Question

The angle of minimum deviation measured with a prism is ${30}^{\circ }$ and the angle of prism is ${60}^{\circ }$. The refractive index of the prism material is
A. $\sqrt{2}$
B. 2
C. ${\displaystyle \frac{3}{2}}$
D. ${\displaystyle \frac{4}{3}}$

Answer 1

Hint: The refractive index of a material is a dimensionless quantity that determines the ratio of the speed of light in vacuum to the speed of light in medium. A prism is a transparent medium with two polished and one grounded faces. The angle between the polished faces is called the refracting angle.

Formula used: $\mu ={\displaystyle \frac{\sin {\displaystyle \frac{A+D}{2}}}{\sin {\displaystyle \frac{A}{2}}}}$

Complete step by step answer:
The refractive index of the prism is given by the relation
$\mu ={\displaystyle \frac{\sin {\displaystyle \frac{A+D}{2}}}{\sin {\displaystyle \frac{A}{2}}}}$
Where, μ represents the refractive index
     D is the angle of minimum deviation
     A is the angle of prism
Angle of prism is the angle between two lateral faces of the prism. When a light ray is passed through the prism, it makes an emergent ray and bends at an angle to the direction of incident light rays. This angle is known as the angle of deviation of the prism.

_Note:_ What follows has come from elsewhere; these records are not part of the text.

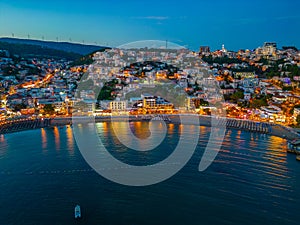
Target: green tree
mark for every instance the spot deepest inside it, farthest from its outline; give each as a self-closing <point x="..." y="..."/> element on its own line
<point x="49" y="109"/>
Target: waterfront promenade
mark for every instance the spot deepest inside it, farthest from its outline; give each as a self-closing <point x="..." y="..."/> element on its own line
<point x="228" y="123"/>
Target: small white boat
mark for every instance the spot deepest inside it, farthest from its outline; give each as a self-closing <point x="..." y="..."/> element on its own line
<point x="77" y="212"/>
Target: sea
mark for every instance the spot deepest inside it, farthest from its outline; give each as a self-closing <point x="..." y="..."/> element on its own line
<point x="43" y="175"/>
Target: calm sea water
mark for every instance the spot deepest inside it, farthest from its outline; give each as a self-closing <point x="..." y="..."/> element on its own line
<point x="43" y="175"/>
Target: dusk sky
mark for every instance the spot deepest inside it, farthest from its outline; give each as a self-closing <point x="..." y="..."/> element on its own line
<point x="237" y="24"/>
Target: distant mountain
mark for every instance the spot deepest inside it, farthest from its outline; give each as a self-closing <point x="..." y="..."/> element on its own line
<point x="62" y="46"/>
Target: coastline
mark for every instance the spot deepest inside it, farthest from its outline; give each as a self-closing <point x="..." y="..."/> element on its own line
<point x="230" y="123"/>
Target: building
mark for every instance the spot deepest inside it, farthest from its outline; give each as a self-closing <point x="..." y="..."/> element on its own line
<point x="269" y="48"/>
<point x="118" y="105"/>
<point x="204" y="49"/>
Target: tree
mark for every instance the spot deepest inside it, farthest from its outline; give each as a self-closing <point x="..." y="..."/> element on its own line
<point x="49" y="109"/>
<point x="298" y="120"/>
<point x="237" y="95"/>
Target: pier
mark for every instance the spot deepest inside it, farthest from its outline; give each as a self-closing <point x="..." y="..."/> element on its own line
<point x="15" y="125"/>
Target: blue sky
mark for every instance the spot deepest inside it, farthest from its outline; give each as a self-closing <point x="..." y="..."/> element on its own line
<point x="237" y="24"/>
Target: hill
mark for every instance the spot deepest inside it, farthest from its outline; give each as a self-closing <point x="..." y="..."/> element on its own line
<point x="26" y="50"/>
<point x="62" y="46"/>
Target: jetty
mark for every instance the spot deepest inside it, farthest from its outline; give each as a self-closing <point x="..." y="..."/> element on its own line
<point x="15" y="125"/>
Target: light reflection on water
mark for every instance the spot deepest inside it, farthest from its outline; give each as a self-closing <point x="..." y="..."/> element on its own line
<point x="252" y="181"/>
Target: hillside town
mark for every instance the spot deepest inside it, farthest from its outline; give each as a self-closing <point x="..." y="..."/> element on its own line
<point x="260" y="84"/>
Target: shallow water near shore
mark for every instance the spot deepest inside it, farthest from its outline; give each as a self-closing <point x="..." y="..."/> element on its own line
<point x="43" y="176"/>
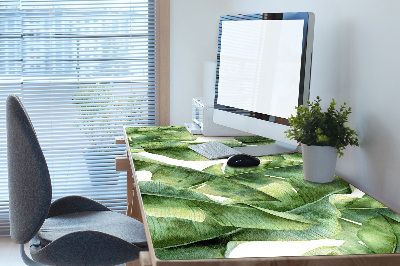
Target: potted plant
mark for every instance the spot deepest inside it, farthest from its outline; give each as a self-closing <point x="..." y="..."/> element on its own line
<point x="323" y="135"/>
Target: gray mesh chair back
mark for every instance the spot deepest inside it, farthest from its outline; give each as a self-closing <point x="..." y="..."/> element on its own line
<point x="28" y="176"/>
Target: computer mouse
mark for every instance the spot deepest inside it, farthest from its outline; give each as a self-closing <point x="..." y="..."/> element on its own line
<point x="242" y="160"/>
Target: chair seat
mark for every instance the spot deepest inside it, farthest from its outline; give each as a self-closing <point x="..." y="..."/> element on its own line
<point x="107" y="222"/>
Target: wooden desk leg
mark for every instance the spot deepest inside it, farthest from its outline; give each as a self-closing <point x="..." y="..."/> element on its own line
<point x="133" y="200"/>
<point x="129" y="192"/>
<point x="134" y="263"/>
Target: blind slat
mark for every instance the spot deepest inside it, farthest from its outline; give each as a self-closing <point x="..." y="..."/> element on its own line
<point x="83" y="69"/>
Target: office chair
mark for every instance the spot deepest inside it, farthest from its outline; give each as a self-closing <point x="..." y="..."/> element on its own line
<point x="70" y="231"/>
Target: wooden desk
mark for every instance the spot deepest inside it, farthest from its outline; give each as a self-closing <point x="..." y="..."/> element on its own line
<point x="198" y="216"/>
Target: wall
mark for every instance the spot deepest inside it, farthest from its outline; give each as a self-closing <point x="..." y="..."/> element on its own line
<point x="355" y="60"/>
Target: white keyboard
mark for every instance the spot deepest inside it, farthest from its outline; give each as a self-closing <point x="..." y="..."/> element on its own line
<point x="214" y="150"/>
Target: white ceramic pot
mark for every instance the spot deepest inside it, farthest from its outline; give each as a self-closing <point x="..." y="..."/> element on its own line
<point x="319" y="163"/>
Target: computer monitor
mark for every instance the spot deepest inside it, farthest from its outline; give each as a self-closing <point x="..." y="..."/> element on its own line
<point x="263" y="73"/>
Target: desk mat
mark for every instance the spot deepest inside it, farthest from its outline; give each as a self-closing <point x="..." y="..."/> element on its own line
<point x="202" y="209"/>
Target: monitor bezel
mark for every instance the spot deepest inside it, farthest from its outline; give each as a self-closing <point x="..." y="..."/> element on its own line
<point x="306" y="60"/>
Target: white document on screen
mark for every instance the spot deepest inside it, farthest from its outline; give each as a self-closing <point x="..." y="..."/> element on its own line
<point x="260" y="65"/>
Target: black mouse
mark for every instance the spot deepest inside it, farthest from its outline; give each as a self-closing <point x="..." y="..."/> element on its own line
<point x="242" y="160"/>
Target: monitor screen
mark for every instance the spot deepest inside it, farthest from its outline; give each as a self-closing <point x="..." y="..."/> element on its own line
<point x="260" y="63"/>
<point x="263" y="71"/>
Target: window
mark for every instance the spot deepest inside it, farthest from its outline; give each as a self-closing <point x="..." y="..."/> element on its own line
<point x="83" y="70"/>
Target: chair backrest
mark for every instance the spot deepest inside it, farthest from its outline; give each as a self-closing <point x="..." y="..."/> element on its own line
<point x="29" y="183"/>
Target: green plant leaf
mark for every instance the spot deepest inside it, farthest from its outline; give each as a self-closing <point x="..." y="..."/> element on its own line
<point x="325" y="225"/>
<point x="309" y="191"/>
<point x="378" y="235"/>
<point x="235" y="191"/>
<point x="170" y="174"/>
<point x="354" y="247"/>
<point x="213" y="248"/>
<point x="173" y="232"/>
<point x="161" y="189"/>
<point x="323" y="251"/>
<point x="223" y="215"/>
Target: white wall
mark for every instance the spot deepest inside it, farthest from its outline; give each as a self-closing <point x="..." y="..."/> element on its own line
<point x="355" y="60"/>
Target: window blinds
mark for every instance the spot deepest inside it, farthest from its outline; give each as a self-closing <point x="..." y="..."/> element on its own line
<point x="83" y="70"/>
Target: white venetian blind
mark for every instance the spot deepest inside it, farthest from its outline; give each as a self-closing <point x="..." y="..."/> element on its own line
<point x="83" y="70"/>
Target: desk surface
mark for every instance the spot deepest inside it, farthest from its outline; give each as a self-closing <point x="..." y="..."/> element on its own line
<point x="201" y="209"/>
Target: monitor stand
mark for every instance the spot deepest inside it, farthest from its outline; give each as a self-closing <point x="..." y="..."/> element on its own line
<point x="265" y="150"/>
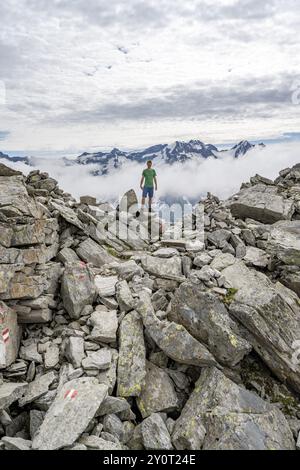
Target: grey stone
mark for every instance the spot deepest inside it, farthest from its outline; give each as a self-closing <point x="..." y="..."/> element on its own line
<point x="170" y="269"/>
<point x="98" y="360"/>
<point x="51" y="356"/>
<point x="132" y="356"/>
<point x="124" y="296"/>
<point x="155" y="434"/>
<point x="158" y="392"/>
<point x="284" y="242"/>
<point x="74" y="351"/>
<point x="16" y="443"/>
<point x="77" y="289"/>
<point x="172" y="338"/>
<point x="206" y="318"/>
<point x="69" y="415"/>
<point x="270" y="314"/>
<point x="94" y="442"/>
<point x="256" y="257"/>
<point x="29" y="352"/>
<point x="105" y="325"/>
<point x="106" y="285"/>
<point x="262" y="203"/>
<point x="36" y="419"/>
<point x="11" y="392"/>
<point x="165" y="252"/>
<point x="91" y="252"/>
<point x="10" y="335"/>
<point x="222" y="415"/>
<point x="37" y="388"/>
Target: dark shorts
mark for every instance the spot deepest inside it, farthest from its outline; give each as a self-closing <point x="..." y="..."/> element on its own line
<point x="148" y="191"/>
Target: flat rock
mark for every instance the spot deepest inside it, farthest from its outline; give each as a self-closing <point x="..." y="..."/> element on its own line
<point x="284" y="242"/>
<point x="98" y="443"/>
<point x="171" y="267"/>
<point x="256" y="257"/>
<point x="69" y="415"/>
<point x="105" y="325"/>
<point x="37" y="388"/>
<point x="92" y="252"/>
<point x="262" y="203"/>
<point x="11" y="392"/>
<point x="270" y="315"/>
<point x="77" y="289"/>
<point x="165" y="252"/>
<point x="10" y="335"/>
<point x="98" y="360"/>
<point x="124" y="296"/>
<point x="106" y="285"/>
<point x="16" y="443"/>
<point x="74" y="351"/>
<point x="155" y="434"/>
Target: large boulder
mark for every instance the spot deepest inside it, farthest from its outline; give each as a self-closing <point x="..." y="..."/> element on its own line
<point x="158" y="392"/>
<point x="91" y="252"/>
<point x="129" y="202"/>
<point x="284" y="242"/>
<point x="75" y="405"/>
<point x="263" y="203"/>
<point x="77" y="289"/>
<point x="10" y="335"/>
<point x="171" y="268"/>
<point x="205" y="316"/>
<point x="172" y="338"/>
<point x="15" y="201"/>
<point x="220" y="415"/>
<point x="270" y="315"/>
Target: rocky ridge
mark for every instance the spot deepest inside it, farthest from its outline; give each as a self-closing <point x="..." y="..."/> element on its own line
<point x="144" y="341"/>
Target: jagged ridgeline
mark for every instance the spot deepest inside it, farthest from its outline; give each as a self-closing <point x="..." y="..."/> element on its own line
<point x="111" y="343"/>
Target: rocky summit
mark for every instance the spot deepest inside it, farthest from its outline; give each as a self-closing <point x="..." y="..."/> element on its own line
<point x="117" y="335"/>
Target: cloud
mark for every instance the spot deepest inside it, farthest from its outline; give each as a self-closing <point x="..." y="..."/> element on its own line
<point x="84" y="65"/>
<point x="192" y="180"/>
<point x="4" y="135"/>
<point x="264" y="96"/>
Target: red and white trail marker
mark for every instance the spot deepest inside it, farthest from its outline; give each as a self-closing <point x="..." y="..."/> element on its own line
<point x="71" y="394"/>
<point x="5" y="335"/>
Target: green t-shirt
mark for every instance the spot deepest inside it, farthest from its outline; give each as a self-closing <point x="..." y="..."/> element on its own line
<point x="149" y="174"/>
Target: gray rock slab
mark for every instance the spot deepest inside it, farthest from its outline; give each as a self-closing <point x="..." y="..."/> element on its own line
<point x="69" y="415"/>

The smallest angle through which a light is bent by the element is known as minimum deviation. It is denoted by ‘D’. In prism, the deviation angle is minimum if the incident rays form equal angles with the prism faces. It is dependent upon the material of the prism, the angle and wavelength of incident rays.
The given angle of minimum deviation is ${30}^{\circ }$ and the given angle of prism is ${60}^{\circ }$
$\mu ={\displaystyle \frac{\sin {\displaystyle \frac{A+D}{2}}}{\sin {\displaystyle \frac{A}{2}}}}$
Lets substitute the given values in the above formula.
$\mu ={\displaystyle \frac{\sin \left({\displaystyle \frac{60+30}{2}}\right)}{\sin {\displaystyle \frac{60}{2}}}}$
$\mu ={\displaystyle \frac{\sin \left({\displaystyle \frac{90}{2}}\right)}{\sin 30}}$
$\mu ={\displaystyle \frac{\sin 45}{\sin 30}}$
We know, $\sin {45}^{\circ }={\displaystyle \frac{1}{\sqrt{2}}}$ and $\sin {30}^{\circ }={\displaystyle \frac{1}{2}}$
Therefore, $\mu ={\displaystyle \frac{1}{\sqrt{2}}}\times {\displaystyle \frac{2}{1}}$
$\mu =\sqrt{2}$
The correct answer for the given question is option (A).

Note: The refractive index formula is given by applying the angle of incidence and angle of emergent ray in the Snell’s rule. Snell’s law is usually used to describe the relationship between the angles of incidence and refraction between two isotropic media.